The climax of the episode, however, isn’t anything to do with the monsters. It comes in an unexpected addition to the prizegiving ceremony, where Jonathan – just saved from suicide by Buffy one episode ago – gives Buffy an award on behalf of all the students: “We’re not good friends. Most of us never found the time to get to know you, but that doesn’t mean we haven’t noticed you…. Most of the people here have been saved by you, or helped by you at one time or another… So the senior class, offers its thanks.”
And the students of Sunnydale High all turn to celebrate Buffy, and the moment echoes back through every episode we’ve seen, every moment in this school, when Buffy’s courage and sacrifice was seen, and was remembered. The senior class become one with the audience, and we know Buffy deserves her perfect high school moment, complete with Angel to take her in his arms and dance.
Buffy wins. She defeats high school by discovering its true face – a community of people who see the good in others and, stumbling and hesitant, show them love as best they can. A community facing real threat, but blessed with real emotion, enough that they can see the guarding angel who’s been among them from the start.
The show always claimed that high school was hell. Turns out it was heaven all along.
Other notes:
* We finally discover where Angel gets his blood, underlining yet again how little the show cares about procedural questions like “where does Angel get his blood”.
* Joyce coming to see Angel plays as a really nice, gentle moment. Buffy would no doubt be furious at Joyce interfering in her life, but the show is basically on Joyce’s side here.
* The Giles-Buffy relationship is beautifully played here as well.

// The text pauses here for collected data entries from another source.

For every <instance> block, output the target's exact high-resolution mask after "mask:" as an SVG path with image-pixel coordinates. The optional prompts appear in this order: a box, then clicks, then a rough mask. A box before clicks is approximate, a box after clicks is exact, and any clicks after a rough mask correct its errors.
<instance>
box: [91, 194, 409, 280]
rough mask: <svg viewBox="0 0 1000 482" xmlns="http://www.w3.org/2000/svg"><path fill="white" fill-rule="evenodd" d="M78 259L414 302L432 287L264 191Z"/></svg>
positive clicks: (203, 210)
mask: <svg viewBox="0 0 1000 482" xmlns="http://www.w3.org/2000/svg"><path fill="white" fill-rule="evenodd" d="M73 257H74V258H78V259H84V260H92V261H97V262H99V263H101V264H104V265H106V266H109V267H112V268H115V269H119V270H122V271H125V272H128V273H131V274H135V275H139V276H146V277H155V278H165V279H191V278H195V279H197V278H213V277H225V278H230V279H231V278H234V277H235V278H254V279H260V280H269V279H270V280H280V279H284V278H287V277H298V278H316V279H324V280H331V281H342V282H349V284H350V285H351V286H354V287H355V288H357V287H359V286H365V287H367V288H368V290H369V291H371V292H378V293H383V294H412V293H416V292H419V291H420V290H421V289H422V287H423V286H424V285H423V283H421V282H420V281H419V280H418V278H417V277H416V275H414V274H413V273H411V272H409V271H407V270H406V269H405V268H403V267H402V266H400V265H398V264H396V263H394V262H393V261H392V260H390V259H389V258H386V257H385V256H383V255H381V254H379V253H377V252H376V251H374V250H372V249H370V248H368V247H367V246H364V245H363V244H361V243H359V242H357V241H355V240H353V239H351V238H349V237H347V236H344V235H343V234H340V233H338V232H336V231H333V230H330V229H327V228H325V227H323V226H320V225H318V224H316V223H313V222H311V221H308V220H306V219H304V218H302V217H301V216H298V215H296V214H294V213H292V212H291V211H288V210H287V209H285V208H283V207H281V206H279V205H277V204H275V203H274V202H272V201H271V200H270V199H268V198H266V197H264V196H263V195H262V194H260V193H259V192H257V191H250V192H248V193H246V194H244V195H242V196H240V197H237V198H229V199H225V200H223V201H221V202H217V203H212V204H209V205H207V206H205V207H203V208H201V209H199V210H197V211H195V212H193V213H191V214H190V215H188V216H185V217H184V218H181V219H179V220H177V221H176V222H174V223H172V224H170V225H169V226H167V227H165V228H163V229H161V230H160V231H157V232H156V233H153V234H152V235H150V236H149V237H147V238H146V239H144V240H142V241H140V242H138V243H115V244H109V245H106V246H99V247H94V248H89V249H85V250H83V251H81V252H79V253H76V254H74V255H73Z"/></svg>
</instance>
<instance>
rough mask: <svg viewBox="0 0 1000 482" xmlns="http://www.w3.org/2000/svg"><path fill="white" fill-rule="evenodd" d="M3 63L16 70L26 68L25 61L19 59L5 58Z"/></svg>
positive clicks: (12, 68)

His deep fatherly concern and his profound respect for her both resonate in the moments when he learns of her breakup with Angel and congratulates her at the prom.
* For all the unpleasant overtones that now attach to Tucker’s revenge scheme, it is genuinely hilarious how he trained the beasts to attack formal attire by forcing them to binge-watch Carrie, Pretty in Pink, and the Prom Night franchise.
* Anya returns in this episode, and while she is kind of irrelevant to the action she makes an immediate impression. This is an almost entirely new take on the character compared to her previous outings, displaying an arresting mixture of blunt speech, social naivete, and a helpless awareness of stormy emotions. She is utterly irresistible.
* The show has trained us to expect dream sequences now, so when we see Buffy and Angel getting married we know what’s going on. But the show has a swerve – it’s actually Angel’s dream this time. In retrospect it’s obvious, because it’s way out of character for Buffy to dream about getting married.